Bringing Physical AI to Industries With NVIDIA Omniverse

The proliferation of language models across academia, startups and enterprises, however, is just the start of Japan’s AI revolution.

A leading maker of industrial robots, a top automaker and a retail giant are all embracing NVIDIA Omniverse and AI, as physics-based simulation drives the next wave of automation.

Industrial automation provider Yaskawa, which has shipped 600,000 robots, is developing adaptive robots for increased autonomy. Yaskawa is now adopting NVIDIA Isaac libraries and AI models to create adaptive robot applications for factory automation and other industries such as food, logistics, medical, agriculture and more.
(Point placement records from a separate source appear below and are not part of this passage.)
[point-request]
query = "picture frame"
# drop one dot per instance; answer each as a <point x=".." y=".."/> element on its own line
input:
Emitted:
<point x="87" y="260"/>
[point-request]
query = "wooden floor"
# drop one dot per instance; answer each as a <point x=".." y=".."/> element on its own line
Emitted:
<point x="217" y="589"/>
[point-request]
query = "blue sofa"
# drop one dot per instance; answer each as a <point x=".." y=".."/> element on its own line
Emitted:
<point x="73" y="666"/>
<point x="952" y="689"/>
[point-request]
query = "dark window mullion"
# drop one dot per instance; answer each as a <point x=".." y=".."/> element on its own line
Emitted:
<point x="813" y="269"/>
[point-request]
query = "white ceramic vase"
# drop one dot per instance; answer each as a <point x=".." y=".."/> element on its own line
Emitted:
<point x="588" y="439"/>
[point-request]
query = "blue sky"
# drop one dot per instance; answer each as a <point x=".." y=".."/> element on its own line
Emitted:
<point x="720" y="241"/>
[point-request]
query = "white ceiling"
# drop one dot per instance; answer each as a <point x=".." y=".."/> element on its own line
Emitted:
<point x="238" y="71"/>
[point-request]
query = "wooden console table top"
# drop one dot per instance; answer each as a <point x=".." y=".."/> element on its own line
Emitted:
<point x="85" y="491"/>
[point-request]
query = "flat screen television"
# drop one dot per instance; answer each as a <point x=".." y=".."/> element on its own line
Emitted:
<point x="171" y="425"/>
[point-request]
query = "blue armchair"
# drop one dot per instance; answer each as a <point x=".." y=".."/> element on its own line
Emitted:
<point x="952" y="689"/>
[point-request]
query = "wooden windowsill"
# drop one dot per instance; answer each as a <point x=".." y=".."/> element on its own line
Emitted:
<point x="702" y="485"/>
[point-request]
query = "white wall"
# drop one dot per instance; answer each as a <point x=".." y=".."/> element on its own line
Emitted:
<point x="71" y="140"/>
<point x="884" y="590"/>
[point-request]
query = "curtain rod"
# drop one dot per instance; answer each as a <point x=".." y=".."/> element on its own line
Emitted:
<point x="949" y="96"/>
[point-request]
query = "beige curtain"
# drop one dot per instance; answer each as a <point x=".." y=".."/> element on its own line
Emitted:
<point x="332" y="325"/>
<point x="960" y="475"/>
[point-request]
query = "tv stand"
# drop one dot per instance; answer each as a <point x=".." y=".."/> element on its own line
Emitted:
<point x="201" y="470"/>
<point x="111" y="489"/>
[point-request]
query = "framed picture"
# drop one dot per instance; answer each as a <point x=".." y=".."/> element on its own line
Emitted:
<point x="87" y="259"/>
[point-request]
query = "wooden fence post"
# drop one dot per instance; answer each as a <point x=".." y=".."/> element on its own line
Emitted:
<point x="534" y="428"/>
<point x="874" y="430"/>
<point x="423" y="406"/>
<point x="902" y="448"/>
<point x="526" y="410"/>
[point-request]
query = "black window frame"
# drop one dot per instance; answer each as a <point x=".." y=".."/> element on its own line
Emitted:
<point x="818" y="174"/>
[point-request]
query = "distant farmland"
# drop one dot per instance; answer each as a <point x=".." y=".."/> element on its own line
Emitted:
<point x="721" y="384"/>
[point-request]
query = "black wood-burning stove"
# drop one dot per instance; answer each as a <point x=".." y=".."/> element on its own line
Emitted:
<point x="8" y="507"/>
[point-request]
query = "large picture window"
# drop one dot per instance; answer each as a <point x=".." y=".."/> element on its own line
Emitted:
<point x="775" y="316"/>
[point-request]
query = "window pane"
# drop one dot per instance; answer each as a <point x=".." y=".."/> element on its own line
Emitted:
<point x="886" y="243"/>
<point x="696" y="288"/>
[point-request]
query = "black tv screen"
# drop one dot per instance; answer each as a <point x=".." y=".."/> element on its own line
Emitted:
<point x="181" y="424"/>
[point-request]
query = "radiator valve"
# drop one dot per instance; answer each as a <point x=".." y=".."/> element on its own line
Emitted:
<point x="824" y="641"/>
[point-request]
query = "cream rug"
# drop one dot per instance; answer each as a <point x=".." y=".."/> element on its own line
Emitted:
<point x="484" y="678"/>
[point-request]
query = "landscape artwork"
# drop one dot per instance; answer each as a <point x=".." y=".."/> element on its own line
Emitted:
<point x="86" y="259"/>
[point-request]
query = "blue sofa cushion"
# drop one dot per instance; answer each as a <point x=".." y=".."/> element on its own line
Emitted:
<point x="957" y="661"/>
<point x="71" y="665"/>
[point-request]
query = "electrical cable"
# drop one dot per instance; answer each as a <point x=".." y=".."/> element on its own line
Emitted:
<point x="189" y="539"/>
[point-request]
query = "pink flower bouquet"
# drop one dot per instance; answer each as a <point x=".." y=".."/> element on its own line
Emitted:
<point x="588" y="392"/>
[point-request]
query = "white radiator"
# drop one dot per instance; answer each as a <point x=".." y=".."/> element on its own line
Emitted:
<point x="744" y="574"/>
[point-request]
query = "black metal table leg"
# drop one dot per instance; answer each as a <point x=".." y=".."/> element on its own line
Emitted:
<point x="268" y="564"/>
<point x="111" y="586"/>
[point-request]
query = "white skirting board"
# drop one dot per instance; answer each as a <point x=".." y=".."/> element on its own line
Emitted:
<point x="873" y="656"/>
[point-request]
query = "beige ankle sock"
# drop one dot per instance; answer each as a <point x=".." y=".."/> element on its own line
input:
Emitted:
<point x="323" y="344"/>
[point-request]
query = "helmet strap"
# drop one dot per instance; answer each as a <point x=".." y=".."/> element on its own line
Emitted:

It’s using NVIDIA Isaac Manipulator, a reference workflow of NVIDIA-accelerated libraries and AI models, to help its developers build AI-enabled manipulators, or robot arms.

It’s also using NVIDIA FoundationPose for precise 6D pose estimation and tracking.

More broadly, NVIDIA and Yaskawa teams use AI-powered simulations and digital twin technology — powered by Omniverse — to accelerate the development and deployment of Yaskawa’s robotic solutions, saving time and resources.

Meanwhile, Toyota is looking into how to build robotic factory lines in Omniverse to improve tasks in robot motion in metal-forging processes.

And another iconic Japanese company, Seven & i Holdings, is using Omniverse to gather insights from video cameras in research to optimize retail and enhance safety.